Appelante : Commission de l’assurance-emploi du Canada
Représentante : Julie Villeneuve
Intimée : R. B.
Représentant : L. M.

Décision portée en appel : Décision de la division générale datée du 31 janvier 2023 (GE-22-3167)

Membre du Tribunal : Pierre Lafontaine
Mode d’audience : Téléconférence
Date de l’audience : Le 13 juin 2023
Personnes présentes à l’audience : Représentante de l’appelante
Intimée
Représentant de l’intimée
Date de la décision : Le 12 septembre 2023
Numéro de dossier : AD-23-186

Sur cette page

Décision

[1] L’appel est accueilli. La prestataire a perdu son emploi en raison de son inconduite.

Aperçu

[2] L’intimée (la prestataire) a perdu son emploi. L’employeur a affirmé qu’elle a perdu son emploi parce qu’elle ne s’est pas conformée à la politique de vaccination contre la COVID-19 de l’employeur (politique). La prestataire n’a pas demandé d’exemption. La prestataire a ensuite demandé des prestations régulières d’assurance‑emploi.

[3] L’appelante (Commission) a conclu que la prestataire avait perdu son emploi en raison d’une inconduite, de sorte qu’elle ne pouvait pas lui verser de prestations. Après une révision défavorable à son égard, la prestataire a interjeté appel devant la division générale.

[4] La division générale a conclu que la Commission n’a pas prouvé que la prestataire a perdu son emploi en raison d’une inconduite. Par conséquent, la prestataire n’est pas exclue du bénéfice des prestations d’assurance-emploi.

[5] La division d’appel a accordé à la prestataire la permission d’en appeler. La prestataire soutient que la division générale a commis une erreur de droit ou a fondé sa décision sur une conclusion de fait erronée lorsqu’elle a conclu que la prestataire n’avait pas perdu son emploi en raison d’une inconduite au sens de la Loi sur l’assurance-emploi (Loi).
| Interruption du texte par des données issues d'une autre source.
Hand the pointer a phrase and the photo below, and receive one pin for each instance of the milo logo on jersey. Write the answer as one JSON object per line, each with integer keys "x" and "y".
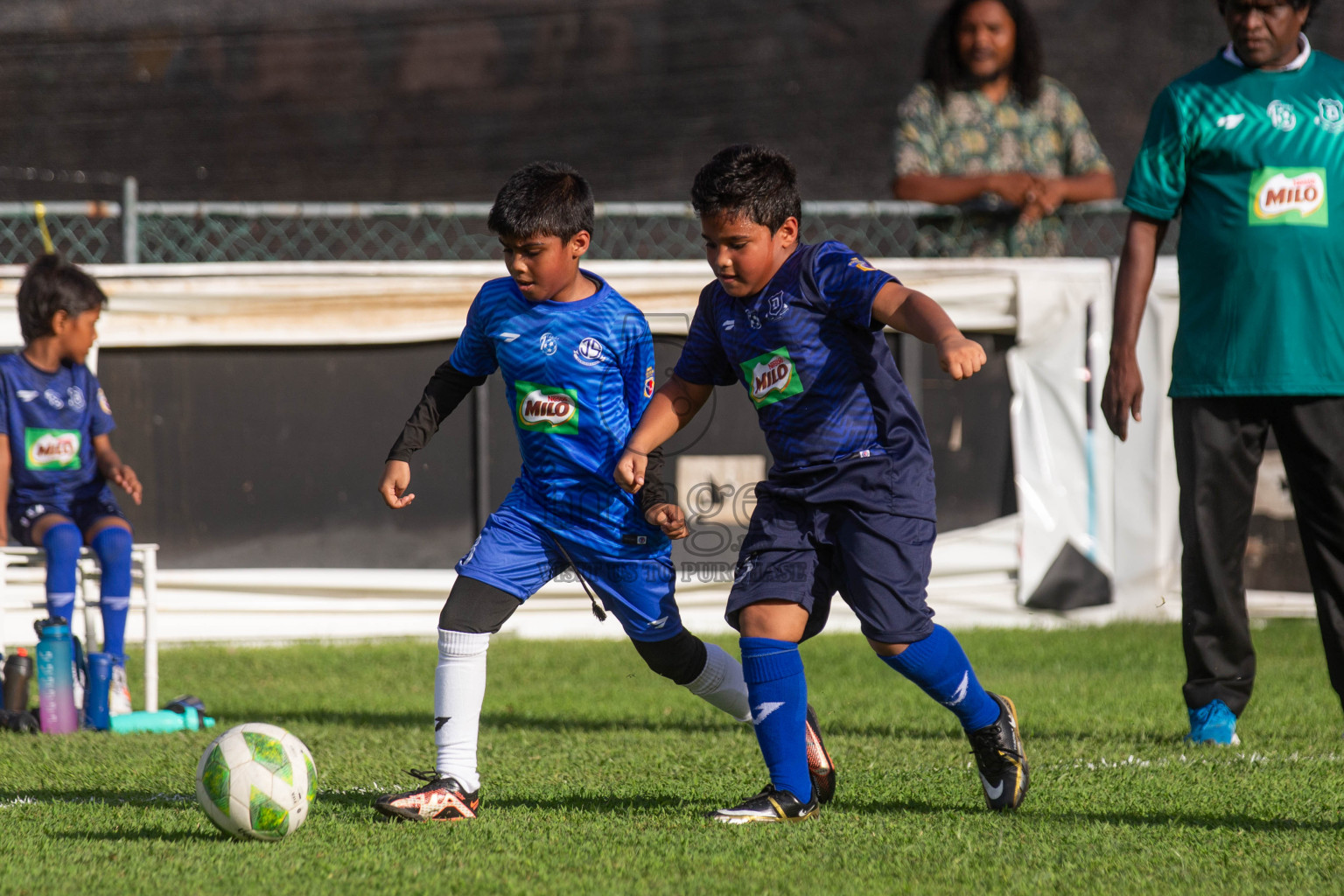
{"x": 52, "y": 449}
{"x": 547, "y": 409}
{"x": 772, "y": 376}
{"x": 1289, "y": 196}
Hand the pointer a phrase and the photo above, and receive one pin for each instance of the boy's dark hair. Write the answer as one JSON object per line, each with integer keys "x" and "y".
{"x": 1296, "y": 4}
{"x": 749, "y": 182}
{"x": 52, "y": 285}
{"x": 942, "y": 60}
{"x": 543, "y": 199}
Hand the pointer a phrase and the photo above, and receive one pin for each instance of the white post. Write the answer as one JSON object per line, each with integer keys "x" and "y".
{"x": 150, "y": 567}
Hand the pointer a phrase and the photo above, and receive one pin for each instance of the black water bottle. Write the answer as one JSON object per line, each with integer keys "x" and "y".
{"x": 18, "y": 672}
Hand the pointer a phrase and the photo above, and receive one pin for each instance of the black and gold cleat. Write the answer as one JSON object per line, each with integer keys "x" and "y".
{"x": 438, "y": 800}
{"x": 769, "y": 805}
{"x": 1000, "y": 758}
{"x": 820, "y": 766}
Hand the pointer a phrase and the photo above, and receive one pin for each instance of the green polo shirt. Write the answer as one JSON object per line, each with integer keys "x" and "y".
{"x": 1254, "y": 164}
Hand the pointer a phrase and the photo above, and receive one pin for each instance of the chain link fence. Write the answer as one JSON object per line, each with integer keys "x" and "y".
{"x": 173, "y": 233}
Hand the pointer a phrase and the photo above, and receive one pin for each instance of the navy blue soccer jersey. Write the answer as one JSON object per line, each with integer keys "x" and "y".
{"x": 816, "y": 367}
{"x": 577, "y": 376}
{"x": 52, "y": 421}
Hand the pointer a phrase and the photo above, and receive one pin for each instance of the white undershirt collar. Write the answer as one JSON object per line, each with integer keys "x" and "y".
{"x": 1230, "y": 55}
[6] Je dois décider si la division générale a commis une erreur de droit ou a fondé sa décision sur une conclusion de fait erronée lorsqu’elle a conclu que la prestataire n’avait pas perdu son emploi en raison d’une inconduite.

[7] J’accueille l’appel de la Commission.

Question en litige

[8] La division générale a-t-elle commis une erreur de droit ou fondé sa décision sur une conclusion de fait erronée lorsqu’elle a conclu que la prestataire n’avait pas perdu son emploi en raison d’une inconduite.

Analyse

Le mandat de la division d’appel

[9] La Cour d’appel fédérale a conclu que, lorsqu’elle entend des appels conformément à l’article 58(1) de la Loi sur le ministère de l’Emploi et du Développement social, la division d’appel n’a d’autre mandat que celui qui lui est conféré par les articles 55 à 69 de cette loiNote de bas page 1.

[10] La division d’appel agit à titre de tribunal administratif d’appel eu égard aux décisions rendues par la division générale et n’exerce pas un pouvoir de surveillance de la nature de celui qu’exerce une cour supérieureNote de bas page 2.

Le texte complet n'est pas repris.